HBLM

Hierarchical Bi-Directional Linear Feature Modulation for Hierarchical Text Classification.

This repository trains and evaluates FiLM-based hierarchical text classifiers. The easiest way to use it is to edit one of the run scripts in scripts/ and run it with bash.

What Is Included

Single-branch FiLM cascades:
- top_down: predicts from root levels toward leaf levels.
- bottom_up: predicts from leaf levels toward root levels.
Joint FiLM models:
- dual: trains top-down and bottom-up branches together.
- tri_head_diffcat: trains top-down, bottom-up, and DiffCat mix heads.
Evaluation scripts for:
- one single-branch checkpoint,
- an ensemble of separate top-down and bottom-up checkpoints,
- one joint checkpoint.

Main entrypoint: hblm_experiments.py

Run scripts: scripts/

Install

python3 -m venv venv
source venv/bin/activate
pip install -r requirements.txt

Prepare Data

Datasets are not stored in this repository. Download each dataset from its original source, then convert it with the scripts in datasets/.

Prepared datasets are expected under:

data/<dataset_name>/...

Supported dataset_name values:

nyt
aapd
rcv1v2
bgc
wos

See DATA.md for dataset sources, conversion commands, and validation steps.

Run Scripts

Each script has a configuration block at the top.
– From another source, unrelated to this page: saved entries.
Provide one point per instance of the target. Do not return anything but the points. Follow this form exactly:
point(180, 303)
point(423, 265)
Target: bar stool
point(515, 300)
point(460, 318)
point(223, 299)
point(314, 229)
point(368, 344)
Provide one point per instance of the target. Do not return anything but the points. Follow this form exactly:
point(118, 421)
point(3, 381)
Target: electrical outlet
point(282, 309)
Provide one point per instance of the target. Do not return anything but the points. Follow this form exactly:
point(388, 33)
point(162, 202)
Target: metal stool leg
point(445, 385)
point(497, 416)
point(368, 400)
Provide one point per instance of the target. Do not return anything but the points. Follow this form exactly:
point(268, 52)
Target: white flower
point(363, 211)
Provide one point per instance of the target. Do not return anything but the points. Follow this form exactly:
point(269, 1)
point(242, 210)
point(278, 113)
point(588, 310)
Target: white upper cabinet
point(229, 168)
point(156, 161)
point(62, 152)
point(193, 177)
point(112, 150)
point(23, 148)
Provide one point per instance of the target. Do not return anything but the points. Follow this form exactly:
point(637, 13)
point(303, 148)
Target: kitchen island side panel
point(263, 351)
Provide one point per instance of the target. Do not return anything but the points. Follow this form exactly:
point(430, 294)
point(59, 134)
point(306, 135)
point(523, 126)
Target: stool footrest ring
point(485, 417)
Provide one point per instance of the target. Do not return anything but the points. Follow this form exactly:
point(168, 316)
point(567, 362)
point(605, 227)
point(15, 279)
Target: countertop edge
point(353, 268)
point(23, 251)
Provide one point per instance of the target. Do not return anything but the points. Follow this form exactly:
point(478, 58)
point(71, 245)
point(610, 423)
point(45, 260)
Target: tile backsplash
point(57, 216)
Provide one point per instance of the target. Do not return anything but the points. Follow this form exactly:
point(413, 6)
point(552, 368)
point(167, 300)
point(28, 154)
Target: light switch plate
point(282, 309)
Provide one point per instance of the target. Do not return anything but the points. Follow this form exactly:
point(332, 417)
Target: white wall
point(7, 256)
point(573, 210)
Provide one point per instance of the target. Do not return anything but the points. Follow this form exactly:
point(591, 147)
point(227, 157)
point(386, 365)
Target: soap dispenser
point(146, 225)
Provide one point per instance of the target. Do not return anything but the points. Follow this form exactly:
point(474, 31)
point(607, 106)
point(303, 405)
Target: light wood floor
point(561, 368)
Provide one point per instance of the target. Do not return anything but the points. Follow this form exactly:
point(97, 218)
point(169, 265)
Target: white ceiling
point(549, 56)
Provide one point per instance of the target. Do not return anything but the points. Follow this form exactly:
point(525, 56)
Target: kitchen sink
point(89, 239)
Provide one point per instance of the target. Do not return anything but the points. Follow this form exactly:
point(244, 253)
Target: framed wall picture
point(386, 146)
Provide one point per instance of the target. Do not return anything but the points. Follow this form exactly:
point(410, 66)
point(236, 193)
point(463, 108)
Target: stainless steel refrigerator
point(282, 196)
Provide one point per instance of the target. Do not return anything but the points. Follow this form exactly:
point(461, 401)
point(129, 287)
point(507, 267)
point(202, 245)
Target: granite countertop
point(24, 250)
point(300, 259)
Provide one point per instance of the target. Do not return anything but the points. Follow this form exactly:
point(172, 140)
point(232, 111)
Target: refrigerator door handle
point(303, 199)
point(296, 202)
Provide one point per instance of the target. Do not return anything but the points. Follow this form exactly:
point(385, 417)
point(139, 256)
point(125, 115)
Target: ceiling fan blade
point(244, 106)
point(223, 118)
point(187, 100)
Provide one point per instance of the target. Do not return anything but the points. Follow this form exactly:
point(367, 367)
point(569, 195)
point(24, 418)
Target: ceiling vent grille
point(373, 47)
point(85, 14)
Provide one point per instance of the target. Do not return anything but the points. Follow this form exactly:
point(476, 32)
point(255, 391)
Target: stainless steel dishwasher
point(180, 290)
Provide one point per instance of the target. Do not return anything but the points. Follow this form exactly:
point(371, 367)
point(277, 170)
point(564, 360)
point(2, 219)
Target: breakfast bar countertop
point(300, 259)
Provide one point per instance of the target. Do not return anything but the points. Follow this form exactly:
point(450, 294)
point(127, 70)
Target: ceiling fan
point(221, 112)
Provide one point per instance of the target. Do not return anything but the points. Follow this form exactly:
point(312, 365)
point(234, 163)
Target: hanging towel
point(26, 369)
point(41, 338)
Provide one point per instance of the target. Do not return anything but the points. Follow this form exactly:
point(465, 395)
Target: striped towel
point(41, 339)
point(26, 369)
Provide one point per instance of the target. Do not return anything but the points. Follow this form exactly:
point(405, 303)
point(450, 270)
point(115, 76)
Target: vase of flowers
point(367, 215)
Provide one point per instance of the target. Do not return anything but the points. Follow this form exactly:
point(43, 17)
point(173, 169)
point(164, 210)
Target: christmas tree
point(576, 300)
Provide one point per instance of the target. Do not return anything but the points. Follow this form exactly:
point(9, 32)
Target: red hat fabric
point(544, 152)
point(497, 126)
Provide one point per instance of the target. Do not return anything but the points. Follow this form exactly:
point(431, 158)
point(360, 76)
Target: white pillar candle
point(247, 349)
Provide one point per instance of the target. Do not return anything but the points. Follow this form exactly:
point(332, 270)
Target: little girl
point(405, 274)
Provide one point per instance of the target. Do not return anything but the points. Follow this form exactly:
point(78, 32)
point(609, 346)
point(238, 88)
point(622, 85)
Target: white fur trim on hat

In normal use, edit that block, save the file, and run the script.

bash scripts/train_single.sh
bash scripts/train_joint.sh
bash scripts/eval_single.sh
bash scripts/eval_ensemble.sh
bash scripts/eval_joint.sh

Training writes checkpoints and result JSON files under outputs/ by default. Evaluation writes timestamped result JSON files under outputs/results/.

Train A Single Branch

Use scripts/train_single.sh to train one FiLM cascade direction.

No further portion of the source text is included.